Baden erhielt seine Kur vor allem aufgrund der engen verwandschaftlichen
Beziehungen zum russischen Zaren,[6] während Hessen-Kassel und
Württemberg mit der Kurwürde ein seit Generationen angestrebtes Ziel
erreichten.
Woher dieses Interesse an einer Kur? Das Streben nach
Rangerhöhungen war ein im gesamten Hochadel häufig betriebener 'Sport'. Um 1700
bemühten sich alle weltlichen Kurfürsten Königswürden zu erlangen. Dem
Pfalzgrafen war als König von Böhmen kein Erfolg vergönnt, den Kurfürsten von
Braunschweig-Lüneburg (bzw. Hannover), Sachsen und Brandenburg dafür um so mehr
als Könige von England, Polen und Preußen. Gleichzeitig ernannte der Kaiser im
17. Jahrhundert immer mehr neue Reichsfürsten, die zwar meist nur einen sehr
geringen Anteil an reichsunmittelbaren Territorien – eigentlich eine
Voraussetzung für Fürstenwürden – besaßen, dafür aber sehr pro-habsburgisch
eingestellt waren. Alles gute Gründe für die 'alten' Fürstenhäuser, sich um
eine Kur zu bemühen.
Und bemüht hatten sich zwei der neuen Kurfürsten – Württemberg und
Hessen-Kassel – seit beinahe hundert Jahren.[7] Die Hoffnungen dieser beider Häuser ruhten auf ihrer Position als größte und
mächtigste der 'normalen' Fürstenhäuser, was territoriale Ausdehnung,
Einwohnerzahl und ans Reich geleistete Steuern betraf.
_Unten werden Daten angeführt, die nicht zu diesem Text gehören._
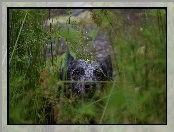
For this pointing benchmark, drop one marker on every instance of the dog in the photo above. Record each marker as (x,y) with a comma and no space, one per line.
(84,76)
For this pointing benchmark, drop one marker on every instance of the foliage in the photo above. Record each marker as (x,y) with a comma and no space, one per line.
(136,96)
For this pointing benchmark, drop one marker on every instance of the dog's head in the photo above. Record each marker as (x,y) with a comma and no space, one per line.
(85,76)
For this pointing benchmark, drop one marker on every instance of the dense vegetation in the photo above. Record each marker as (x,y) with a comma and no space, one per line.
(136,96)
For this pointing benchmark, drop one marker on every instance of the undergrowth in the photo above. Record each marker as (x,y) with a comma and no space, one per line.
(137,94)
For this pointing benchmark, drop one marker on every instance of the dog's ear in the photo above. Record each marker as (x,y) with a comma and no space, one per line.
(106,66)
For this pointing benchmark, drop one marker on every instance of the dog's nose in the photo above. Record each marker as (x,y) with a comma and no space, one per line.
(87,86)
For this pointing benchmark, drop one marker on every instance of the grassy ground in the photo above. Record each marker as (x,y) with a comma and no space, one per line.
(136,96)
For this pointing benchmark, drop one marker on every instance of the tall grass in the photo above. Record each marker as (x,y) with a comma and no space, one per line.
(136,96)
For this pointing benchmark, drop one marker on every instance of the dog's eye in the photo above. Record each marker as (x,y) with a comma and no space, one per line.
(98,74)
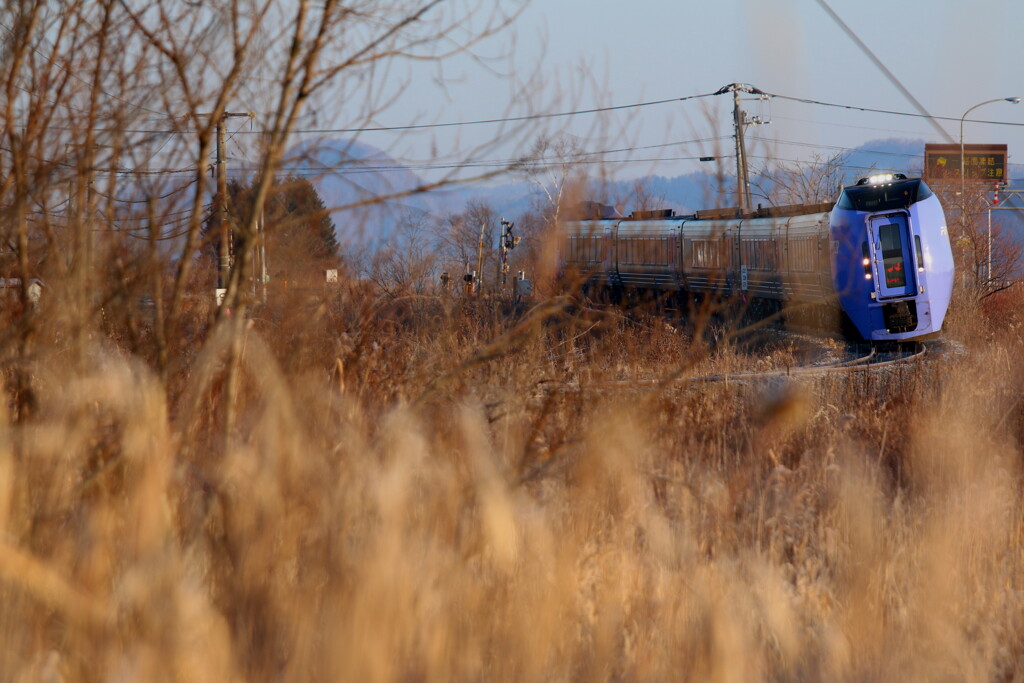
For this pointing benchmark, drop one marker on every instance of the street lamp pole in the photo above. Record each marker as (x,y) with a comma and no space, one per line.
(1014,100)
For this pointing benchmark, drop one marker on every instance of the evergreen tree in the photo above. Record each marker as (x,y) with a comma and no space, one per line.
(299,235)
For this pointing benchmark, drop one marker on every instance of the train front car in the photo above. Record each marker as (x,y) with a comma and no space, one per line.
(893,266)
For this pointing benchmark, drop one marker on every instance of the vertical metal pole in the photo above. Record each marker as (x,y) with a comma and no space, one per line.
(737,126)
(262,254)
(989,281)
(223,272)
(479,261)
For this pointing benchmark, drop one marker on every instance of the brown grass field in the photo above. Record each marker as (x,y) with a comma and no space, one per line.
(397,501)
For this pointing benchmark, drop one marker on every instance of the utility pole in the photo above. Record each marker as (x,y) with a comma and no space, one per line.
(226,235)
(479,261)
(508,243)
(739,123)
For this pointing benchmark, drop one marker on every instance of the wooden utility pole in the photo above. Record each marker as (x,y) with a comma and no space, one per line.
(739,123)
(226,235)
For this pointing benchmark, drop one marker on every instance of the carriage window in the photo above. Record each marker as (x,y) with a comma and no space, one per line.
(892,255)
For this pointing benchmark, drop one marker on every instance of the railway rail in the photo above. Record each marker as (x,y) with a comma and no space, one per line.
(873,359)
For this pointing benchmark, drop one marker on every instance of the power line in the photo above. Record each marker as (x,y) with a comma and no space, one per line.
(452,124)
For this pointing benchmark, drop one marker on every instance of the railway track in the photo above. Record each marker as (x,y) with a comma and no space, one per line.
(872,359)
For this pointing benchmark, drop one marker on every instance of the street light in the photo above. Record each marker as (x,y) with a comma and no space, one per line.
(1015,100)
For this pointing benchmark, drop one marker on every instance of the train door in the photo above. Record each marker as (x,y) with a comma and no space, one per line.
(893,247)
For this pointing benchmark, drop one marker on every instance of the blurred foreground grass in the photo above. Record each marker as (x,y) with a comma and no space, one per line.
(396,501)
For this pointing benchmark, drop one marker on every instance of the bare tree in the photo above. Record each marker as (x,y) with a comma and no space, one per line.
(813,182)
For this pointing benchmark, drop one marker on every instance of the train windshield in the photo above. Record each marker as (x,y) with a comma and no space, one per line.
(892,255)
(884,198)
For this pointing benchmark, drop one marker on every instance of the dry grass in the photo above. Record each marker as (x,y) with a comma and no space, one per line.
(398,502)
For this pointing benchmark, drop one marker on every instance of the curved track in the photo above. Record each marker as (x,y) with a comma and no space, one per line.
(872,360)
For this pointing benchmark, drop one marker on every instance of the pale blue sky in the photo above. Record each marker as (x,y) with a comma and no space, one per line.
(950,54)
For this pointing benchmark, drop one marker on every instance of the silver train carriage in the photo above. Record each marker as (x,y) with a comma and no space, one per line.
(830,257)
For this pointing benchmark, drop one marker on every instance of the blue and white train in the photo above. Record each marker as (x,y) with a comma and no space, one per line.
(881,255)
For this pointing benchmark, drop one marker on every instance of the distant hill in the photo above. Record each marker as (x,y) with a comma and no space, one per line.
(350,175)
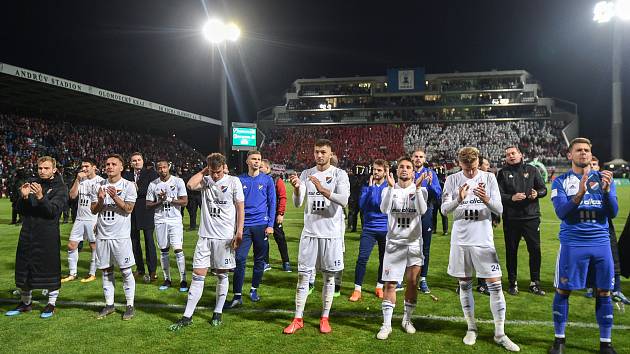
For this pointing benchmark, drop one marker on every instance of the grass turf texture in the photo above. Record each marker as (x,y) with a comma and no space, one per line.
(255,329)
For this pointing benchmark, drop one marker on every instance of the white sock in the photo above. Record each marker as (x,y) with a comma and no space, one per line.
(301,293)
(223,284)
(52,297)
(338,277)
(194,294)
(73,259)
(468,303)
(181,265)
(129,285)
(93,263)
(388,311)
(408,312)
(328,293)
(497,306)
(27,296)
(108,287)
(166,267)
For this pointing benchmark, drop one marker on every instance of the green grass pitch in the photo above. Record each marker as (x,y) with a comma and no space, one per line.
(257,327)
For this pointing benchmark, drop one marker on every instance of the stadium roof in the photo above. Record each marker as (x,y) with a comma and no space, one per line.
(32,91)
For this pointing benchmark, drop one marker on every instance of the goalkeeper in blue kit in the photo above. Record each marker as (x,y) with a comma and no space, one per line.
(584,200)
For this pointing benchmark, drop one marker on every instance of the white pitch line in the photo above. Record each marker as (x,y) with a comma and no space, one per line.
(334,313)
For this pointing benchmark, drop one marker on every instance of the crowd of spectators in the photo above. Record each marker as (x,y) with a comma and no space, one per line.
(540,140)
(24,139)
(360,144)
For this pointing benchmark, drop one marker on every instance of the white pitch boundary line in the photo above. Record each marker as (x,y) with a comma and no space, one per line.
(334,313)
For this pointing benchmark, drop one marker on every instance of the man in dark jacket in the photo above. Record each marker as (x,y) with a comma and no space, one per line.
(37,262)
(142,218)
(521,186)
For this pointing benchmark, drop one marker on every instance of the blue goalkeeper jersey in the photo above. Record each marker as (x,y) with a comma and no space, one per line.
(585,224)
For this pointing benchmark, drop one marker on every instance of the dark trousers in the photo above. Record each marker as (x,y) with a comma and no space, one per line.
(251,235)
(366,243)
(427,234)
(438,210)
(192,206)
(149,248)
(353,217)
(281,241)
(14,213)
(514,230)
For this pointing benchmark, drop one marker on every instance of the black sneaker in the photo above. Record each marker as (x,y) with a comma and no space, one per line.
(513,289)
(557,347)
(165,285)
(536,290)
(21,308)
(107,310)
(606,348)
(129,313)
(181,323)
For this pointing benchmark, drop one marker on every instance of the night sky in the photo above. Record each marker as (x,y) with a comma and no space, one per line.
(154,49)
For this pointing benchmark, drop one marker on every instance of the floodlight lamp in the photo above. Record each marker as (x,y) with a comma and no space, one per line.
(232,32)
(603,12)
(214,31)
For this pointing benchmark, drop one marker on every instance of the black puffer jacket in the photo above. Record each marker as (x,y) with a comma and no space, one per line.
(37,261)
(520,178)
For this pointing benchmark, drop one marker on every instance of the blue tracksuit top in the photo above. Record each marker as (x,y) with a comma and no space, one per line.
(260,199)
(585,224)
(370,206)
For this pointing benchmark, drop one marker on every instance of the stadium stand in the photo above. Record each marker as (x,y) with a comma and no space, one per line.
(24,139)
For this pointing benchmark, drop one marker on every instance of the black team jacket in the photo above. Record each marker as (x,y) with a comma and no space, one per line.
(37,261)
(520,178)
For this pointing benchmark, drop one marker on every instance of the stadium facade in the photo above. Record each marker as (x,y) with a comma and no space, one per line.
(410,97)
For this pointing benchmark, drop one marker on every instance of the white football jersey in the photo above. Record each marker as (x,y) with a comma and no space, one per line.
(87,187)
(113,222)
(322,218)
(174,188)
(404,208)
(472,225)
(218,209)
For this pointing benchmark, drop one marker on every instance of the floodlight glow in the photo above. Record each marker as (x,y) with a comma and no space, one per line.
(214,31)
(232,32)
(622,9)
(604,11)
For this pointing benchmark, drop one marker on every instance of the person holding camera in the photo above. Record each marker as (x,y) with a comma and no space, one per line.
(37,263)
(521,186)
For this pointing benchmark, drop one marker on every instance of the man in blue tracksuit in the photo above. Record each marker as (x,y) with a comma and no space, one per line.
(260,212)
(432,184)
(374,228)
(584,200)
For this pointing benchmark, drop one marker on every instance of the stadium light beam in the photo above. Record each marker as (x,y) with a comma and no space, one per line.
(218,33)
(615,11)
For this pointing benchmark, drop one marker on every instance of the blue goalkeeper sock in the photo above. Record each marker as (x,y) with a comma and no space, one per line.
(560,313)
(604,314)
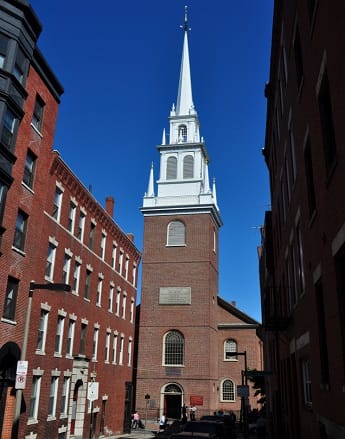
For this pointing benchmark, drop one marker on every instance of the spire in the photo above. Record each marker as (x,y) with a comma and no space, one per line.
(150,188)
(184,96)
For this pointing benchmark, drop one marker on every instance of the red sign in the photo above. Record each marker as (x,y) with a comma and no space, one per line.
(196,400)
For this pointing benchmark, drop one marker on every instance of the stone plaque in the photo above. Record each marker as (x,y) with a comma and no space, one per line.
(175,296)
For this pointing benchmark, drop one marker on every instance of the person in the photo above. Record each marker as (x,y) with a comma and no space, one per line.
(192,413)
(162,422)
(136,420)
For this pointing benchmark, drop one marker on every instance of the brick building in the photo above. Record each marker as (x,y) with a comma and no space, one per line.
(303,240)
(187,332)
(53,232)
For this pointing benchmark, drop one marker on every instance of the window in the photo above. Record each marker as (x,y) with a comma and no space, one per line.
(95,343)
(35,396)
(118,298)
(37,117)
(298,58)
(111,298)
(92,235)
(20,231)
(57,204)
(308,165)
(113,256)
(87,284)
(10,301)
(64,395)
(230,346)
(66,269)
(52,396)
(176,233)
(188,166)
(327,126)
(99,291)
(50,261)
(306,380)
(182,134)
(173,349)
(115,347)
(82,343)
(76,277)
(42,331)
(71,216)
(8,129)
(228,390)
(122,342)
(107,347)
(171,168)
(70,337)
(81,226)
(29,170)
(103,242)
(322,331)
(59,334)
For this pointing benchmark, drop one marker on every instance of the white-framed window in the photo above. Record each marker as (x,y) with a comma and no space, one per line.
(122,342)
(81,226)
(111,298)
(50,263)
(57,204)
(42,331)
(173,348)
(59,334)
(115,339)
(64,395)
(118,299)
(70,336)
(176,234)
(99,291)
(71,216)
(103,244)
(53,396)
(228,390)
(66,269)
(188,167)
(35,396)
(306,380)
(131,315)
(230,346)
(107,346)
(124,303)
(76,277)
(113,255)
(130,351)
(95,343)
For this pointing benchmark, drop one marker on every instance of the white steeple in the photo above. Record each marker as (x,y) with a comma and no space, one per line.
(183,183)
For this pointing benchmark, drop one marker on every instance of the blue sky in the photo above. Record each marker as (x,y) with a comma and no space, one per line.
(119,61)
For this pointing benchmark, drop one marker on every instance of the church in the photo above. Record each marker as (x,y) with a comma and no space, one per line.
(193,346)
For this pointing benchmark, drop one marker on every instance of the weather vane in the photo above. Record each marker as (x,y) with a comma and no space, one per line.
(185,26)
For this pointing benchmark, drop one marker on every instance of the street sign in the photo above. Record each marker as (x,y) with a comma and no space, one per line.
(92,390)
(243,391)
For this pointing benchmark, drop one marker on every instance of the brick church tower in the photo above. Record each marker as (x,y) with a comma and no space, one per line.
(177,349)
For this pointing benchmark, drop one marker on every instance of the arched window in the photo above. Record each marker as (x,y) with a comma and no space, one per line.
(228,390)
(230,346)
(176,233)
(188,165)
(171,168)
(182,134)
(173,349)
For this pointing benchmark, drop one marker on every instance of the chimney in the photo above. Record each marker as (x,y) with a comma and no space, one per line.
(109,206)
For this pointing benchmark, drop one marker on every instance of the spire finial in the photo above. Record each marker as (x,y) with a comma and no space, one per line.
(185,26)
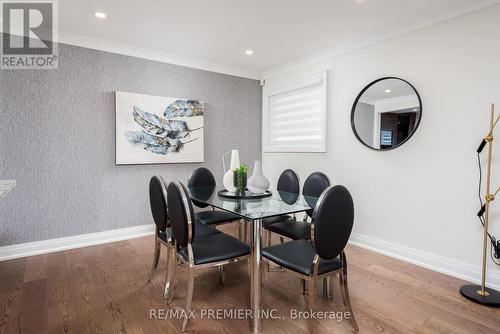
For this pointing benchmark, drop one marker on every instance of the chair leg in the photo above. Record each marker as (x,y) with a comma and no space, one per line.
(156,258)
(222,275)
(268,243)
(189,298)
(344,289)
(326,287)
(310,304)
(170,277)
(245,230)
(239,232)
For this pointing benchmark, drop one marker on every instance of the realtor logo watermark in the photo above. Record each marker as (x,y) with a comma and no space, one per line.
(29,34)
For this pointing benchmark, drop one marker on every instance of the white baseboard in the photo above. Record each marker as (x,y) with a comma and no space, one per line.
(430,261)
(462,270)
(77,241)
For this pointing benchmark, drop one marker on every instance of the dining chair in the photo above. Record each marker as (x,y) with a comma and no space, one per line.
(323,255)
(196,252)
(163,229)
(203,177)
(295,229)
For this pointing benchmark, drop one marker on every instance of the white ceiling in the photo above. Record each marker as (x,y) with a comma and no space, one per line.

Hessen-Kassel – als
kleineres der beiden 'Daueranwärter' – konnte sich durch seine singuläre
militärische Stärke hervortun. So besaß der Landgraf bis zu 17.000 Mann unter
Waffen,[8] die der Landgraf großzügig vermietete. So kamen bereits im Jahre 1775 ganze 44%
der Einnahmen Hessen-Kassels aus Subsidien.[9] Die Gewinne aus dem langfristigen Subsidienvertrag mit Großbritannien 1776 [10] wurden zur Finanzierung eines umfangreichen Kredithandels eingesetzt, der
Wilhelm IX. – der letzte Landgraf und spätere Kurfürst Wilhelm I. – zum
reichsten Fürsten Deutschland machte.
Den europäischen Großmächten der Pentarchie,[11] bei denen beide Länder seit dem frühen achtzehnten Jahrhundert immer wieder
wegen der Unterstützung ihrer Kurwünsche vorsprachen, war deren starke Rolle
durchaus bewusst.[12] Dabei hatten Österreich, Großbritannien und Preußen prinzipiell kein Interesse
an einer Erweiterung des Kurkollegs, vor allem Preußen aber nutzte
Hilfsversprechen geschickt aus, um Hessen-Kassel auf die eigene Seite zu
ziehen. Im Gegensatz dazu sprachen sich Frankreich und Russland generell für
neue Kurfürsten aus, um ihren Einfluss im Reich weiter zu verstärken. So schlug
Katharina II. 1785 für beide Fürstentümer eine Kurwürde vor. Später
positionierte sich Russland aber nur noch auf der Seite Württembergs,
Hessen-Kassel schien dort nicht mehr so interessant. Frankreich hingegen
versprach Hessen-Kassel bereits seit 1742 Unterstützung. Und schließlich war es
der französisch-russische Entschädigungsplan, der die Grundlage des RDH
bildete, und damit dem fürstlichen Bemühen erfolgreich zum Abschluss brachte.